Sparmodell Handy ohne Vertrag
Viele Eltern klagen über die hohen Handy-Kosten ihrer Kinder, da diese wegen zu teurer Verträge, ihre Handy-Kosten nicht mehr in den Griff kriegen. Daher entscheiden sich viele Eltern dafür, ihren noch recht jungen Kindern erst einmal ein Handy ohne Vertrag zur Verfügung zu stellen. Solche Prepaid-Handys lassen sich per Karte (zu Preisen von 5, 10, 15, 20, 25 und 50 Euro) aufladen und sind auch nur solange funktionstüchtig, solange sich Geld auf der Karte befindet. Das Geld wird von der Karte über einen Code, der sich auf der Karte befindet und der im Handy eingegeben werden muss, auf das Handy übertragen. Die Karte selbst ist bei erfolgreicher Übertragung entwertet und kann weggeschmissen werden. Ist das Geld aufgebraucht, kann eben nicht mehr telefoniert oder SMS-geschrieben werden.

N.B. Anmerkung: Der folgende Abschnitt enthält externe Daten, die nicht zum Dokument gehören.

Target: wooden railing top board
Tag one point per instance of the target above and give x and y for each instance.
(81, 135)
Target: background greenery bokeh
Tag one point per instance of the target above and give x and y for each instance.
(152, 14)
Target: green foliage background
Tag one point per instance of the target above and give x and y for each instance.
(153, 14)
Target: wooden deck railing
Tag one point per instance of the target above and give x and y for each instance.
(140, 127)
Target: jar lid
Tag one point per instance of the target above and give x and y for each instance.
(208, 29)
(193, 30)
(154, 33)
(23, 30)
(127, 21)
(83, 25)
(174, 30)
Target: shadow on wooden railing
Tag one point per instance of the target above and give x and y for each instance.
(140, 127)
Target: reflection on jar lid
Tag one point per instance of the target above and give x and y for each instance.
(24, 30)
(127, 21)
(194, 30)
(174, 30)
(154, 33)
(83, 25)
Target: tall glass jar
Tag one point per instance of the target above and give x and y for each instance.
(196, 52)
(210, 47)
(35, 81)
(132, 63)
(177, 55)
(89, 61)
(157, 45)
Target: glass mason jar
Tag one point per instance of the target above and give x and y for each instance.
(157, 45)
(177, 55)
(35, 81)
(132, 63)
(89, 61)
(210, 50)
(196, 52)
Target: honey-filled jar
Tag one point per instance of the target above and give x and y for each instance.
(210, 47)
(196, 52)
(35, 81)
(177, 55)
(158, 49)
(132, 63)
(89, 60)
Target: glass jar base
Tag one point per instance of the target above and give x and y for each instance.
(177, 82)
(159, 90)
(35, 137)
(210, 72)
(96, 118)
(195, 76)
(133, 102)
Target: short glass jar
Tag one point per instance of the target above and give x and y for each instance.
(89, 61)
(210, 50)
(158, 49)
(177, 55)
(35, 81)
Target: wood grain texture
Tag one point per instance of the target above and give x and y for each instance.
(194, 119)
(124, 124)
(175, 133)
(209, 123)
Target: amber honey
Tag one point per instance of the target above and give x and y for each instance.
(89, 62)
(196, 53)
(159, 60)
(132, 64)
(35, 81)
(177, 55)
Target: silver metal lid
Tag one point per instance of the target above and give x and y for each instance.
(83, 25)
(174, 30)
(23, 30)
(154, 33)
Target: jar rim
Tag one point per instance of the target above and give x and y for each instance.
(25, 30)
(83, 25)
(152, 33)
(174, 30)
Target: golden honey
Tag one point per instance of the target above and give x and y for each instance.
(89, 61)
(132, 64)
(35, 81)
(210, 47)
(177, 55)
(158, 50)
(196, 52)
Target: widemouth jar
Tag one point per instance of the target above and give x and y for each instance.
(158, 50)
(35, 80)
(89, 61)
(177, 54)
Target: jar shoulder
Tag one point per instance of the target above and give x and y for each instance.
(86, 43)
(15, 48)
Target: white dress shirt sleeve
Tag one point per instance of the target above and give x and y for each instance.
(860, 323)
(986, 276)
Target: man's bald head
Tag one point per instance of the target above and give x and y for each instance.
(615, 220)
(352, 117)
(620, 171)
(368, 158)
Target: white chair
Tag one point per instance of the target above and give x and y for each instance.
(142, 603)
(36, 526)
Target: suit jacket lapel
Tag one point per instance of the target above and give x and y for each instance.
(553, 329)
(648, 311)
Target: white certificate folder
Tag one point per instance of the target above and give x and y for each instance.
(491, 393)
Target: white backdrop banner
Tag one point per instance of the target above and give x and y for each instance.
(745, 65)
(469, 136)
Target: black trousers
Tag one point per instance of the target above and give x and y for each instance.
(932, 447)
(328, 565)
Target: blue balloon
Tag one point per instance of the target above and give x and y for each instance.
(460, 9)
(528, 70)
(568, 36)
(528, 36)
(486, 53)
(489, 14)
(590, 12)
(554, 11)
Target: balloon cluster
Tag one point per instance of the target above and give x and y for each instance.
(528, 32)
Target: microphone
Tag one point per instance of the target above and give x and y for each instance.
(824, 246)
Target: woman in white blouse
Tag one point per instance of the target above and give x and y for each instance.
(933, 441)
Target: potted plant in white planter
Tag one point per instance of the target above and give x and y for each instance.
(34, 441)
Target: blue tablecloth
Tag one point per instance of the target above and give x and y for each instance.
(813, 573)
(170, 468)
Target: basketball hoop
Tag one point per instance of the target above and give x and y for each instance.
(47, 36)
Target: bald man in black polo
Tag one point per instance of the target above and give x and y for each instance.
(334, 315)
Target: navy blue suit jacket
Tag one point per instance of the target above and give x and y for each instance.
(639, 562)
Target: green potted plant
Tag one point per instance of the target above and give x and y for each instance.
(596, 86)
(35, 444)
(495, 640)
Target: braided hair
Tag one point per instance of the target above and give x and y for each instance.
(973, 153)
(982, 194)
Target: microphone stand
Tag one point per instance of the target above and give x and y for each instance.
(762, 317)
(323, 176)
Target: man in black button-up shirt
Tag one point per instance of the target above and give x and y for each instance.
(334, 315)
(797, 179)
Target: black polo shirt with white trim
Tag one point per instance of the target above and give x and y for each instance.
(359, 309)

Weitere Benutzer von Prepaid-Handys sind auch sehr oft Rentner, die das Handy nur im Notfall verwenden (etwa im Auto bei Unfällen). Dies ist dann im jeden Fall die günstigere Variante, da monatlich kein Festbetrag zu zahlen ist, wie bei Vertragshandys. Allerdings sollte man dann darauf achten, dass der Akku des Handys nicht plötzlich leer- und in der Notsituation das Handy damit unbrauchbar ist. Prepaid-Handys gibt es mittlerweile in jeder Form und Farbe. Auch modernste Modelle sind darunter. Im Prinzip kann jedes Handy ohne Vertrag gekauft werden, doch ist dies bei den meisten Modellen viel zu teuer.